Phosh uses Chatty, which is based on libpurple, so doesn't work with Padfoot.
In the end, I tried Mobian. This is regular ordinary Debian Bullseye, plus a few Phosh packages. Installing Empathy and Padfoot together (Chatty is bundled but doesn't work), I have a working setup \o/ - although there are many warts, I can use Deltachat on Linux Mobile in at least one configuration.
I'll probably keep Mobian for a while though, it's exactly what I want in a mobile phone. Yes, I am peculiar.
Installing
There is a share/
directory in this project that contains a bunch of files.
They should be placed into /usr/share
, following the same layout. Then put
the binary into /usr/lib/telepathy/telepathy-padfoot
.
I should probably put this into the makefile.
Running
D-Bus activation is not enabled yet, since it gets in the way of disaster-driven
development. Just run the telepathy-padfoot
binary as the same user that your
chat client will be running as. It registers to the DBUS session bus, and
will be picked up next time your chat client scans (which may need a restart).
Setup messages
If you send an autocrypt setup message while a padfoot connection is up, it will notice it and open a channel asking you to reply with a message like:
IMEX: <id> nnnn-nnnn-nnnn-nnnn-nnnn-nnnn-nnnn-nnnn-nnnn
The ID is the delta-generated message ID, while the rest is the setup code. No whitespace!

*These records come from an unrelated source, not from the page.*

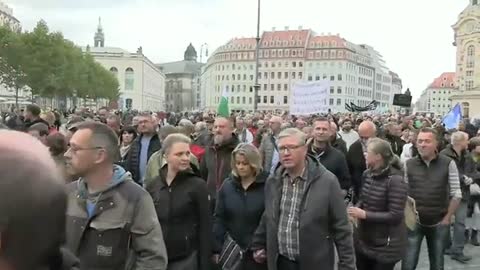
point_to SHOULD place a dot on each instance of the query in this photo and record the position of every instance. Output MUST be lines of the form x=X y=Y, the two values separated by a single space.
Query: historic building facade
x=142 y=84
x=467 y=34
x=437 y=97
x=182 y=82
x=356 y=73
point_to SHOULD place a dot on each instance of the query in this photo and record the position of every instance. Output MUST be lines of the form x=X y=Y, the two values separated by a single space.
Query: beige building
x=182 y=83
x=437 y=97
x=357 y=73
x=467 y=34
x=142 y=84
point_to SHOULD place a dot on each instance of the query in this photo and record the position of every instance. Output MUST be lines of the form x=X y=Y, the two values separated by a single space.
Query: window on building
x=129 y=78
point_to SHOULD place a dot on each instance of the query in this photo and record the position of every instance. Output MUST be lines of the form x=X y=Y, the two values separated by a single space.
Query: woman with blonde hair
x=240 y=205
x=183 y=208
x=381 y=236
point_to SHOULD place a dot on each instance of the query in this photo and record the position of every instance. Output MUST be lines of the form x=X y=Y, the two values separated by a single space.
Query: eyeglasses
x=288 y=148
x=74 y=150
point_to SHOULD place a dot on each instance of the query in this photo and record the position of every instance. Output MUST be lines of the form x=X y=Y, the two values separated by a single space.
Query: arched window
x=471 y=56
x=129 y=79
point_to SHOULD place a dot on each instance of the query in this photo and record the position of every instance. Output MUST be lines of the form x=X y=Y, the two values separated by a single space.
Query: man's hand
x=259 y=256
x=356 y=212
x=447 y=220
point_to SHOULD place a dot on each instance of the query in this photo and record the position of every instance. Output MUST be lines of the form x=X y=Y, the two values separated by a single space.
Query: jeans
x=458 y=242
x=435 y=242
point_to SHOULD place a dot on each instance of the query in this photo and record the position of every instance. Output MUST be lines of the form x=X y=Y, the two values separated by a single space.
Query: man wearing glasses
x=111 y=221
x=305 y=216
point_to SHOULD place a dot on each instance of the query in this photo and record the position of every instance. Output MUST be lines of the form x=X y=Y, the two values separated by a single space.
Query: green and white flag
x=223 y=106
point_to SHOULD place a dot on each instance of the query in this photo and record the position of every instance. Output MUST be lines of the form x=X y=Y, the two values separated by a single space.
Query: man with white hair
x=457 y=151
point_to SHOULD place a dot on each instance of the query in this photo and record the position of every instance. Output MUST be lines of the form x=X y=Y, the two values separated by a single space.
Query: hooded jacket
x=114 y=228
x=215 y=165
x=183 y=210
x=382 y=235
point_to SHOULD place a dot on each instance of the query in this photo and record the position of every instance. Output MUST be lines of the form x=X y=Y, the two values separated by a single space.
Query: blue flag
x=453 y=118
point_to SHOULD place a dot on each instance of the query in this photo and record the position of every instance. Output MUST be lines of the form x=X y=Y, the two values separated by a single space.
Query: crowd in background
x=196 y=190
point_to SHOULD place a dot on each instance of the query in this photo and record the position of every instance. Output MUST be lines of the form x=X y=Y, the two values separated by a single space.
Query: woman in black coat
x=182 y=205
x=381 y=236
x=240 y=203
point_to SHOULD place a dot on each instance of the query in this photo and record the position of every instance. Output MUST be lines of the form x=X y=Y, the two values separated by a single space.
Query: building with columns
x=182 y=82
x=357 y=73
x=467 y=34
x=436 y=98
x=142 y=84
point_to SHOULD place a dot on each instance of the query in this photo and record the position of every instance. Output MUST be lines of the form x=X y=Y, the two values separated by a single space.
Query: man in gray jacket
x=305 y=216
x=111 y=221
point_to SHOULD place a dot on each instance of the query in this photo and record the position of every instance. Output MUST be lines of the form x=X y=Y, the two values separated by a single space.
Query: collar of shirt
x=304 y=175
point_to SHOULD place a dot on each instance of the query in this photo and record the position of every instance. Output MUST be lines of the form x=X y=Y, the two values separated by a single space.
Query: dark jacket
x=339 y=144
x=323 y=221
x=429 y=187
x=132 y=161
x=356 y=165
x=382 y=236
x=334 y=161
x=116 y=228
x=215 y=165
x=238 y=211
x=183 y=210
x=466 y=167
x=396 y=143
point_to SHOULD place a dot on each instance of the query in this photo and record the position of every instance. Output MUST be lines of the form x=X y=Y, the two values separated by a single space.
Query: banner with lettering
x=310 y=97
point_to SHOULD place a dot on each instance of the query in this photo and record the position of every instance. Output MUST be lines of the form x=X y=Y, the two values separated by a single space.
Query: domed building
x=182 y=82
x=467 y=35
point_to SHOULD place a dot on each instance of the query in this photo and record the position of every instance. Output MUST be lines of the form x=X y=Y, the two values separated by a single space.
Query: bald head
x=367 y=130
x=32 y=203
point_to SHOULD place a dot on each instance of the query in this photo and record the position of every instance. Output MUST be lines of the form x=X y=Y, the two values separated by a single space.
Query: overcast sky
x=414 y=36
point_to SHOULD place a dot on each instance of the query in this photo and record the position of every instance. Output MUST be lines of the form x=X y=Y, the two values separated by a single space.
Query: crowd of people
x=141 y=190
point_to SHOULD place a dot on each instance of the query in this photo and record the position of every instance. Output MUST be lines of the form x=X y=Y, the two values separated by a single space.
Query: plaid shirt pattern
x=288 y=228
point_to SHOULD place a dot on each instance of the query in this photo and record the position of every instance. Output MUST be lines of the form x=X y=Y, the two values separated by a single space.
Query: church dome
x=190 y=53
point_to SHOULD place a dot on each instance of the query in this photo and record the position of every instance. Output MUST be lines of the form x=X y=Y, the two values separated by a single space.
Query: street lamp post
x=256 y=87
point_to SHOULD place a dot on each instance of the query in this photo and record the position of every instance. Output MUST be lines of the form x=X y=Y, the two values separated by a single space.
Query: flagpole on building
x=256 y=87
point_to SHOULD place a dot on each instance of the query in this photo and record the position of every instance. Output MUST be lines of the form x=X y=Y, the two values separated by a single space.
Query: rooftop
x=446 y=80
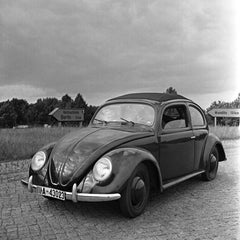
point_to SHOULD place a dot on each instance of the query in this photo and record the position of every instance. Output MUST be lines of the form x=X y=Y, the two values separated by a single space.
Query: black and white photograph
x=120 y=119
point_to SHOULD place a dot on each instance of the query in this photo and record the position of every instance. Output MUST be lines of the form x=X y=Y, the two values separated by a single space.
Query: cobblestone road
x=191 y=210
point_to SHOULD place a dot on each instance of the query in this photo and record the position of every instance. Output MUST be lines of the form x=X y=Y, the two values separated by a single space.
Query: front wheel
x=135 y=195
x=212 y=166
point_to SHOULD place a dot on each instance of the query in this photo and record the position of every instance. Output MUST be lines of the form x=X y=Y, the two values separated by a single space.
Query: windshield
x=126 y=112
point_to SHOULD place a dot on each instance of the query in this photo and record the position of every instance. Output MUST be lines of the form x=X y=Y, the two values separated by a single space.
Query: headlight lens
x=38 y=160
x=102 y=169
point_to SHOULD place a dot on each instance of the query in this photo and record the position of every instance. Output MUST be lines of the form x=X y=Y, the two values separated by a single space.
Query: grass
x=17 y=144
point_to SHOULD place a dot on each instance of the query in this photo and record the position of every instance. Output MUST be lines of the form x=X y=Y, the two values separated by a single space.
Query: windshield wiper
x=101 y=121
x=128 y=121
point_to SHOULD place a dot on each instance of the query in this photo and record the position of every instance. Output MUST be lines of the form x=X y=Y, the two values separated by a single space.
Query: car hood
x=74 y=154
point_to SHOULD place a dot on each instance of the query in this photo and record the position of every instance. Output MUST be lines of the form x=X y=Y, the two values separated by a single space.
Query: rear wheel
x=134 y=197
x=212 y=166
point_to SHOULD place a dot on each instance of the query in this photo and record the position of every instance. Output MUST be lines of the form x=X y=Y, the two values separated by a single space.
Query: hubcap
x=138 y=191
x=213 y=163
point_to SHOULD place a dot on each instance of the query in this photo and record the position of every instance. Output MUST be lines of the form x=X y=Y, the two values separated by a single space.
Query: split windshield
x=132 y=113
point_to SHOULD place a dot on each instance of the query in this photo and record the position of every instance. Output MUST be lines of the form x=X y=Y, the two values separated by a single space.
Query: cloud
x=103 y=48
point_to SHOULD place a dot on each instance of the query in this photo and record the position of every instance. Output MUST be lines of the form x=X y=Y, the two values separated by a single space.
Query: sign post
x=68 y=115
x=224 y=112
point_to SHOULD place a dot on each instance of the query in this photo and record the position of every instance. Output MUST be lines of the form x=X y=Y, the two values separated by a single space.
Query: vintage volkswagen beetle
x=134 y=143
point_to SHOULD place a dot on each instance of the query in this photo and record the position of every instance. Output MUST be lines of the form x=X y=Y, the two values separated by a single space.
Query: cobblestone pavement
x=191 y=210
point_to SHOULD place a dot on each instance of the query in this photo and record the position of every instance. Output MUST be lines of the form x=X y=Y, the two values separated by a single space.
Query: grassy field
x=16 y=144
x=23 y=143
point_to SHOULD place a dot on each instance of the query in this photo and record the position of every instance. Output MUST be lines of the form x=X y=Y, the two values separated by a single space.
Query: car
x=134 y=144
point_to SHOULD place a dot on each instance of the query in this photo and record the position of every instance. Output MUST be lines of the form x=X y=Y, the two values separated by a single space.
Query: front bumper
x=74 y=195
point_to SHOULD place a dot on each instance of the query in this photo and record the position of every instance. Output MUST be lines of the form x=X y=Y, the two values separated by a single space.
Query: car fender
x=124 y=161
x=39 y=177
x=213 y=141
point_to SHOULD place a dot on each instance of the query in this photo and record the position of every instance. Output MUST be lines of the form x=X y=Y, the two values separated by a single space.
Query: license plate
x=51 y=192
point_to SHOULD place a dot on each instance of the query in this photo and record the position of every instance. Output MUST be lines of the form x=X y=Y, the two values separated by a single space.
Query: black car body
x=134 y=143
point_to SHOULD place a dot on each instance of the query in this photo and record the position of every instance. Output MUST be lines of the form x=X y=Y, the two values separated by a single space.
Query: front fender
x=124 y=161
x=39 y=177
x=213 y=141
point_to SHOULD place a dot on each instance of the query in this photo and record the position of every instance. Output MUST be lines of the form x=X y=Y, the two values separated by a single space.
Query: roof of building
x=159 y=97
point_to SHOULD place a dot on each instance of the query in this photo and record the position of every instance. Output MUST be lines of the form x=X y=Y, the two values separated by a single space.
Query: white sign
x=225 y=112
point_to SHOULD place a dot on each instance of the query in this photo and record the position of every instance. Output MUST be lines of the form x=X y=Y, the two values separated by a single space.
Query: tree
x=171 y=90
x=79 y=102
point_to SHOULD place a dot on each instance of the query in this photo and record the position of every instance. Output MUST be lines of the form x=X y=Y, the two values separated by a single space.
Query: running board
x=181 y=179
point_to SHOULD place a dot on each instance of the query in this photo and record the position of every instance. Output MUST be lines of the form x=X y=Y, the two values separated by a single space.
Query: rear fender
x=124 y=161
x=213 y=141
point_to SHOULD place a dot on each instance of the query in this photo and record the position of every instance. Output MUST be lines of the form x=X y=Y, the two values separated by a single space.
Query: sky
x=106 y=48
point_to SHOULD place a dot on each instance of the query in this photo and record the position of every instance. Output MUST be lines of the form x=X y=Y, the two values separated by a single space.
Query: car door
x=176 y=142
x=200 y=131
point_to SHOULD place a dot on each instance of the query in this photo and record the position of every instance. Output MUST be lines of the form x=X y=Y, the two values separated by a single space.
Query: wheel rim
x=213 y=165
x=138 y=192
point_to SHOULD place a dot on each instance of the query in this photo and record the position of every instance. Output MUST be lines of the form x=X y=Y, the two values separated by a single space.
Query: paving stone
x=191 y=210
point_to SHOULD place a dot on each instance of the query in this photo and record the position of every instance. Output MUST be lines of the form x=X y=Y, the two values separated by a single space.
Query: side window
x=196 y=116
x=174 y=117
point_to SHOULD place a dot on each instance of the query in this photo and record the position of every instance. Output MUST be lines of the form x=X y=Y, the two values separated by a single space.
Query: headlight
x=102 y=169
x=38 y=160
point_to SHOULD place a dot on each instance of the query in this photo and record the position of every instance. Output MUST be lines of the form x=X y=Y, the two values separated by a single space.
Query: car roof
x=159 y=97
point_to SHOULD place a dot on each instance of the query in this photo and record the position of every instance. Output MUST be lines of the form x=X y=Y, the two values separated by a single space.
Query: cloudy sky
x=104 y=48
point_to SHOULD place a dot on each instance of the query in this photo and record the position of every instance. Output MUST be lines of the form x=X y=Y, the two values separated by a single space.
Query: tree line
x=19 y=112
x=222 y=104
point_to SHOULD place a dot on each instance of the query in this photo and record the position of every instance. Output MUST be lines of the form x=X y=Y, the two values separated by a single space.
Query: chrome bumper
x=74 y=195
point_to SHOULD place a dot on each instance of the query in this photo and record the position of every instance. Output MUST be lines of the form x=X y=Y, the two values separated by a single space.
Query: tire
x=135 y=196
x=212 y=166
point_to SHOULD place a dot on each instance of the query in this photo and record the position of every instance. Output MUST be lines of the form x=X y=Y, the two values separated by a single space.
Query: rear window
x=175 y=117
x=196 y=117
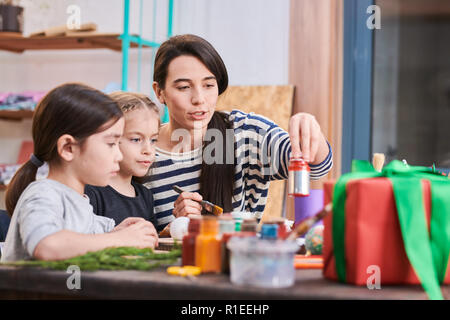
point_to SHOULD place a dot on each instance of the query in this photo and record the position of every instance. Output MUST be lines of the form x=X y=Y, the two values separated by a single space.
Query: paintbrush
x=304 y=226
x=378 y=161
x=208 y=206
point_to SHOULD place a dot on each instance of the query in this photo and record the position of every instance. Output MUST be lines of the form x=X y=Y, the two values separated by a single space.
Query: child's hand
x=127 y=222
x=187 y=204
x=141 y=234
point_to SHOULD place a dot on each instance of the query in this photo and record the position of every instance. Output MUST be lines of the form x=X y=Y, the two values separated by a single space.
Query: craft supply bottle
x=238 y=225
x=225 y=252
x=207 y=246
x=188 y=244
x=226 y=224
x=249 y=225
x=269 y=231
x=282 y=230
x=298 y=178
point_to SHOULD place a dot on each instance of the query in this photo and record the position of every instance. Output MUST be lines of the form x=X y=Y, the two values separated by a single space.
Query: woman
x=189 y=76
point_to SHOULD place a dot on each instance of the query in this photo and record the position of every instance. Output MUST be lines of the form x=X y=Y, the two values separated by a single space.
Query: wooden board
x=273 y=102
x=85 y=41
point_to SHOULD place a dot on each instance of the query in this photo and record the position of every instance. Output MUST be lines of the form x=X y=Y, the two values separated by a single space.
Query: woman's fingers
x=305 y=135
x=294 y=129
x=305 y=127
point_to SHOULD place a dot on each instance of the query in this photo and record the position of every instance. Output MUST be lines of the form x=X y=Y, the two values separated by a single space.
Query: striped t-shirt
x=262 y=151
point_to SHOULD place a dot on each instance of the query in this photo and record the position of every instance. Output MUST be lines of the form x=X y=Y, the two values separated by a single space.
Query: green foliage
x=123 y=258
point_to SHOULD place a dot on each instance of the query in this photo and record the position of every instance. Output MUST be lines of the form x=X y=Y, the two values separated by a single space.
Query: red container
x=372 y=234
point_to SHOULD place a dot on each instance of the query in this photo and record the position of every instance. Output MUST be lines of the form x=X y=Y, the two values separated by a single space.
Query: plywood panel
x=273 y=102
x=315 y=67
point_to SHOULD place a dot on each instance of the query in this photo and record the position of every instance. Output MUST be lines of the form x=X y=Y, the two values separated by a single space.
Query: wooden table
x=39 y=283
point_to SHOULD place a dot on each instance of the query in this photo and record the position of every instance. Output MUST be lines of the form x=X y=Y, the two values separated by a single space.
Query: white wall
x=251 y=36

This bit is still extremely janky; it should instead be a magic channel type or action button of some kind. It is, however, functional.
Delta wants us to enable the "Send copy to self" option in settings. That's exposed as "Bcc self" in the advanced options in Empathy. Once enabled, messages you send via Padfoot will appear in other clients. However, messages you send from other clients don't appear in Padfoot yet because it mostly ignores self messages as a dirty hack to avoid double-showing messages. Progess though.
Autogenerated telepathy DBUS bindings
It makes use of the dbus-codegen-rust
crate to convert the
telepathy interface specs into
the executable code in src/telepathy
. This is checked in, but can be
regenerated like so:
$ git submodule init telepathy-spec
$ git submodule update telepathy-spec
$ cargo install dbus-codegen
$ ./scripts/dbus-codegen
dbus-codegen-rust
doesn't seem to handle namespaced attributes properly, so
we modify the XML files in telepathy-spec
... with sed
. The tp:type
attribute is renamed to tp:typehint
. This will be fixed in the next release.